Japan, Kazakhstan urged to lead push for global nuclear test ban



Japan and Kazakhstan should leverage their experience as atomic bomb and nuclear testing victims when they co-chair an upcoming conference aimed at pressing eight key countries to ratify the Comprehensive Nuclear Test Ban Treaty, a U.N. official said recently.

“Japan has a moral responsibility, Kazakhstan has a moral responsibility with regard to leading the CTBT closer to its entry into force,” Lassina Zerbo, executive secretary of the Preparatory Commission for the Comprehensive Nuclear Test Ban Treaty Organization, said in a one-on-one interview in New York.

“This is a golden opportunity for Japan and Kazakhstan to do more than what has been done for the past 18 years,” he said.

Foreign Minister Fumio Kishida and Kazakhstan Foreign Minister Erland Idrissov will co-chair the Sept. 29 conference in New York to facilitate the CTBT’s entry into force. It will be held on the sidelines of the U.N. General Assembly.

Zerbo pointed out that many people are aware that Japan was hit by the world’s first two atomic bombs shortly before the end of World War II in 1945. But far fewer know that more than 400 nuclear and thermonuclear tests were carried out in Kazakhstan by the Soviet Union during the Cold War from 1949 to 1989.

The executive secretary also sees the timing as opportune. In addition to the focus on the 70th anniversary of the atomic bombings of Hiroshima and Nagasaki, the 20th anniversary of the CTBT is also approaching.

“For 70 years we haven’t banned nuclear weapons. My question to everybody is, can we achieve ridding the world of nuclear weapons if we don’t deal with the low-hanging fruit that is the CTBT?” he asked. “It is a process that leads to the development of nuclear weapons.”

Adopted by the U.N. General Assembly in 1996, the CTBT aims to establish a verifiable permanent global ban on all types of nuclear explosive tests. As of August, it had been signed by 183 countries and ratified by 164.

To enter into force, it must be signed and ratified by the 44 countries with nuclear capabilities. Eight of those states — the United States, China, Egypt, Iran, Israel, North Korea, India and Pakistan — have yet to ratify it.

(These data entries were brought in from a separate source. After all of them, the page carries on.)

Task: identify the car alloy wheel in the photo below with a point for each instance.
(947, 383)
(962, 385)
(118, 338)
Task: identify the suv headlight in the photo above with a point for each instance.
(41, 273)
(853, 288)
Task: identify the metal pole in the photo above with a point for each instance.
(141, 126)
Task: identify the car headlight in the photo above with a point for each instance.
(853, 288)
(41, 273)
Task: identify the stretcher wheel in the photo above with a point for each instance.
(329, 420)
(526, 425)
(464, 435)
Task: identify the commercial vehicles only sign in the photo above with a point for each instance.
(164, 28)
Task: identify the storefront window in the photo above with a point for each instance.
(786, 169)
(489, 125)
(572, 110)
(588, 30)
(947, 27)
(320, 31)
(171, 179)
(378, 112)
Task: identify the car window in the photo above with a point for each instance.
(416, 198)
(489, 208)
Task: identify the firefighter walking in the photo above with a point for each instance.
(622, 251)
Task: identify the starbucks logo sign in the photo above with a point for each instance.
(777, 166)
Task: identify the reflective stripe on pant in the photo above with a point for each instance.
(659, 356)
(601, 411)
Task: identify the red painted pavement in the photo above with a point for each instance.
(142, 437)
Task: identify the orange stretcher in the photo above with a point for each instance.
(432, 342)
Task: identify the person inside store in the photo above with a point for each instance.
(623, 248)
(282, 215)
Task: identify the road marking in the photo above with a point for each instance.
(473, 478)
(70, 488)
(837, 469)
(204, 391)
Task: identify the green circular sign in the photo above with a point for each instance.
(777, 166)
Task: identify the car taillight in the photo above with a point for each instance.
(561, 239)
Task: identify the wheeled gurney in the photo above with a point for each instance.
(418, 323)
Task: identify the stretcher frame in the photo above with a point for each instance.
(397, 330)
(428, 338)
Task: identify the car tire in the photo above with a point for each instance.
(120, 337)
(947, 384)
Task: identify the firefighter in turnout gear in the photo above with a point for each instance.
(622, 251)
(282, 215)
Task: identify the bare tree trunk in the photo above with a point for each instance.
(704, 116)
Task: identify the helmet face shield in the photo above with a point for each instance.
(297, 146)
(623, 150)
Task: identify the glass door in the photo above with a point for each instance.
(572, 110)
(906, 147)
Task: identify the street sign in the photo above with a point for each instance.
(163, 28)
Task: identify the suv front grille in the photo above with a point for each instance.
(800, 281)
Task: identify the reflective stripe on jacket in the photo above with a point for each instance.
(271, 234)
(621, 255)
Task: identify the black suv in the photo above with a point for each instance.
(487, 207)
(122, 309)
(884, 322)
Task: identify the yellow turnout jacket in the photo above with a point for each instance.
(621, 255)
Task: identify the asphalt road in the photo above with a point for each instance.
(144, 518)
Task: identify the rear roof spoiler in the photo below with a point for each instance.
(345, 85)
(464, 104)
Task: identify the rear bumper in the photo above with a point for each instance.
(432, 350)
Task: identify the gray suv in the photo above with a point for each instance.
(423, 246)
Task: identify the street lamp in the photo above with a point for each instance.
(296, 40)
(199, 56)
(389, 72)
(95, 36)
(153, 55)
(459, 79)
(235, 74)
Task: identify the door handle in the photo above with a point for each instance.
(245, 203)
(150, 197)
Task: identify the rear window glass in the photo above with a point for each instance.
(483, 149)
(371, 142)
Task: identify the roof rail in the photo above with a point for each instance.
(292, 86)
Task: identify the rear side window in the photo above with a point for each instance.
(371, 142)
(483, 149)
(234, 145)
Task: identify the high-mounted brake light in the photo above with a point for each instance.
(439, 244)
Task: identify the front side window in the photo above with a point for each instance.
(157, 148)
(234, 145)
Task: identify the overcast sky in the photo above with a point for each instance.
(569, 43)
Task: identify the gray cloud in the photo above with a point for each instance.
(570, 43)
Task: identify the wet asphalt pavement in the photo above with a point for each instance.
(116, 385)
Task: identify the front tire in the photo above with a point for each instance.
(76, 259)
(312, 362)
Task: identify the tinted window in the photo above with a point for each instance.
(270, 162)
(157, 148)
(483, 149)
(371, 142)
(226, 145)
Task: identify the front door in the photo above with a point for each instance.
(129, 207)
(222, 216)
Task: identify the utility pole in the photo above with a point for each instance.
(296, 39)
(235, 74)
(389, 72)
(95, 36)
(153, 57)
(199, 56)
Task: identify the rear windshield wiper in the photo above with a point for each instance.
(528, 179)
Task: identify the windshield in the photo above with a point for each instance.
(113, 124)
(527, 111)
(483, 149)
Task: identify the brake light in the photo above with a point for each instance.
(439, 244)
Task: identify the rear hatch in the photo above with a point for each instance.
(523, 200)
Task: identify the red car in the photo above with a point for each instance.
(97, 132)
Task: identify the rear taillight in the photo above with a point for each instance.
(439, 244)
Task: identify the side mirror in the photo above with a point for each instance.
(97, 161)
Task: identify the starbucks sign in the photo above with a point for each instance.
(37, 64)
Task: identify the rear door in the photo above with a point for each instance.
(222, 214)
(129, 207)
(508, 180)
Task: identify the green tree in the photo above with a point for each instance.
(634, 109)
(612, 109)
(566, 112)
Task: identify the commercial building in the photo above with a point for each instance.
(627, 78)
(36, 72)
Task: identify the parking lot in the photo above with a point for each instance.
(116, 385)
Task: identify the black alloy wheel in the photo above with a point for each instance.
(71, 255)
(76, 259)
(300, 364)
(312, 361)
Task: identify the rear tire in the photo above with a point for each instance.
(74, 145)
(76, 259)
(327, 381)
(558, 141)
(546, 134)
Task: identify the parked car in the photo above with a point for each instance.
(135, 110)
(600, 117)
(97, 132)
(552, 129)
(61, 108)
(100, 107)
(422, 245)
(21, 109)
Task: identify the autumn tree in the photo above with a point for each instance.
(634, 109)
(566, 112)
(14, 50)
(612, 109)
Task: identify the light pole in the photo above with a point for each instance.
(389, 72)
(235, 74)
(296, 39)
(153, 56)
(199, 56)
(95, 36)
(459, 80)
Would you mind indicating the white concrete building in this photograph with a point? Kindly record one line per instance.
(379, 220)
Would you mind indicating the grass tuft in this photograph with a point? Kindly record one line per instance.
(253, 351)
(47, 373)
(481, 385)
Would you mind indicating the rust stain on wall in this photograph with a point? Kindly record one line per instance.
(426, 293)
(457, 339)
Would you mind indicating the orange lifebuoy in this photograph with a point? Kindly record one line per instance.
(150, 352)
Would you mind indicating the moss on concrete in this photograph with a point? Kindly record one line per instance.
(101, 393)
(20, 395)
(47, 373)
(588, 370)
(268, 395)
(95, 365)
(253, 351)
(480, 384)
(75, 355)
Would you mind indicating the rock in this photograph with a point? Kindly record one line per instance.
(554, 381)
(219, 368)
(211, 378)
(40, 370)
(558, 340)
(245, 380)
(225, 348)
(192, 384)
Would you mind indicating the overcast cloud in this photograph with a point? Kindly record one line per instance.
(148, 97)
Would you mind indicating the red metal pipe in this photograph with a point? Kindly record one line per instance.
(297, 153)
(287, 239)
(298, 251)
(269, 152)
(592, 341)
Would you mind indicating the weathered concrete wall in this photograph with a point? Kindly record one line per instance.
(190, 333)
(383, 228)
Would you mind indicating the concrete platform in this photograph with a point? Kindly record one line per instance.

Given recent developments on the Iran front, where negotiations with Tehran and six major powers led to a historic agreement in which Iran will not acquire nuclear weapons in exchange for the lifting of sanctions — Zerbo believes it makes sense for Iran to ratify the CTBT.

“The ratification by Iran will be another assurance with teeth that Iran is indeed engaging not only for the 15 years, but forever in that pursuit of peaceful use of nuclear energy only,” he said. It could also allay the fears of some who worry about future developments beyond the 15-year span during which Iran is banned from engaging in uranium enrichment and other activities under the accord.

Iran’s ratification “creates the condition of trust and confidence in the U.S. context as well” and could also encourage more countries in the region to follow suit, potentially impacting the Middle East as a whole, he said.

“2016 is an important year for the CTBT and as you know, anniversaries are a time for reflecting and stepping back (to gauge progress),” Zerbo said, adding that momentum must be kept up to avoid “treaty fatigue.”